Hamburg. Krieg in Westeros, bei den Weißhaarigen ist der Wahn schon da, die Nachtwache steht: Voilà, jetzt gibt‘s neue Folgen des Fantasy-Epos.
„Ein Sohn für einen Sohn“ heißt die erste von acht neuen „House of the Dragon“-Folgen. Und man kann sich dann schon denken, dass der eine Zweig des Herrschergeschlechts Targaryen sich am anderen auf fatale Weise rächen wird. Auf Westeros, jener meist auf Brutalität, Tyrannei und Gewalt gebauten Welt des Fantasy-Großmeisters George R. R. Martin, muss die Hütte ordentlich brennen, damit die Zuschauer den vollen „Game of Thrones“-Geschmack zu schmecken bekommen.
Am Ende von Staffel eins des „Game of Thrones“-Prequels „House of the Dragon“ – beide Serien fußen auf den Romanen Martins – killte der verhaltensauffällige Aemond Targaryen (Ewan Mitchell) mit seinem Powerdrachen Vhagar seinen Neffen Lucerys. Dem muss dessen Mutter Rhaenyra (Emma D‘Arcy), die außerdem vehement den Eisernen Thron beansprucht, jenen Fetisch aller hochwohlgeborenen Westeros-Bewohner, nun mit einem Vergeltungsschlag begegnen. Es ist ja alles auch eine eiserne Regel hier: Alles passiert immer wieder, Verrat, Triumph, Niederlage, Krieg, Frieden. Und Inzest ist dabei natürlich immer erlaubt, aber nie eine wirklich gute Idee. Wobei es einen stets schaudert, wenn sich Rhaenyra und ihr durchtriebener Ehemann und Onkel Daemon (Matt Smith) vor Leidenschaft lodernd einander an den Herrscherhals werfen.

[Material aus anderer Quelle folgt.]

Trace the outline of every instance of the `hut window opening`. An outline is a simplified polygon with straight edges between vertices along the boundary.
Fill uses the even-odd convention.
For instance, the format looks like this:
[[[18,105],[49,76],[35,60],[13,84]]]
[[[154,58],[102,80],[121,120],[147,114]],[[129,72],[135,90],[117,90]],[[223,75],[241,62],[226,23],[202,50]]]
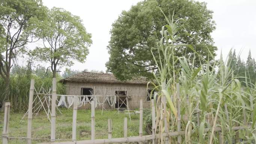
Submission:
[[[93,95],[93,89],[91,88],[81,88],[81,94],[82,95],[86,95],[89,99],[89,101],[91,101],[92,99],[91,99],[91,96],[88,96],[88,95]]]
[[[154,99],[154,95],[156,92],[155,90],[149,89],[147,90],[147,101],[150,101],[151,99]],[[151,95],[151,98],[150,99],[150,95]]]
[[[117,96],[116,102],[115,105],[116,108],[125,108],[127,107],[127,91],[116,91],[115,95]]]

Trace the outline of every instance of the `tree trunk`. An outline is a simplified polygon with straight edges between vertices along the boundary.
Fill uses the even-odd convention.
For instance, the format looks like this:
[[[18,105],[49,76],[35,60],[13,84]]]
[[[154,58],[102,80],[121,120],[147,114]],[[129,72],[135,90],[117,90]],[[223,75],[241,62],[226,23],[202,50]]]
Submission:
[[[7,73],[5,80],[5,94],[4,100],[6,102],[10,102],[10,72]]]
[[[56,77],[56,70],[52,71],[52,78]]]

Neue Staffel „House of the Dragon“: Lahmer Start mit üblichem Palaver, dann Drachenpower
Will man das nun alles, nach sechs größtenteils fesselnden „Game of Thrones“-Staffeln, noch mal sehen? Klarer Fall von: Jein. Bereits die erste Staffel recycelte den Stoff mit dem üblichen Aufwand, in dem es die fiesen Frisuren der weißhaarigen Targaryens prächtig mit noch viel, viel mehr Drachen in Szene setzte. Voilà, nach lahmem Start und dem üblichen Palaver (nichts langweiliger als die Ratssitzungen, in denen Alliierte der jeweiligen Partei erörtert werden) sind die feuerspeienden Superwaffen diesmal in „House of the Dragon“ im Dauereinsatz. Die Special Effects machen die Drachenangriffe zu optischen Erlebnissen, wobei das amtliche Gemetzel erst nach einer ganzen Weile einsetzt. HBO lässt sich die Serie einiges kosten. Sie muss ein Hit bleiben; die Produktion der US-Serienschmiede („The Sopranos“, „Sex and the City“, „Succession“) stottert seit einiger Zeit.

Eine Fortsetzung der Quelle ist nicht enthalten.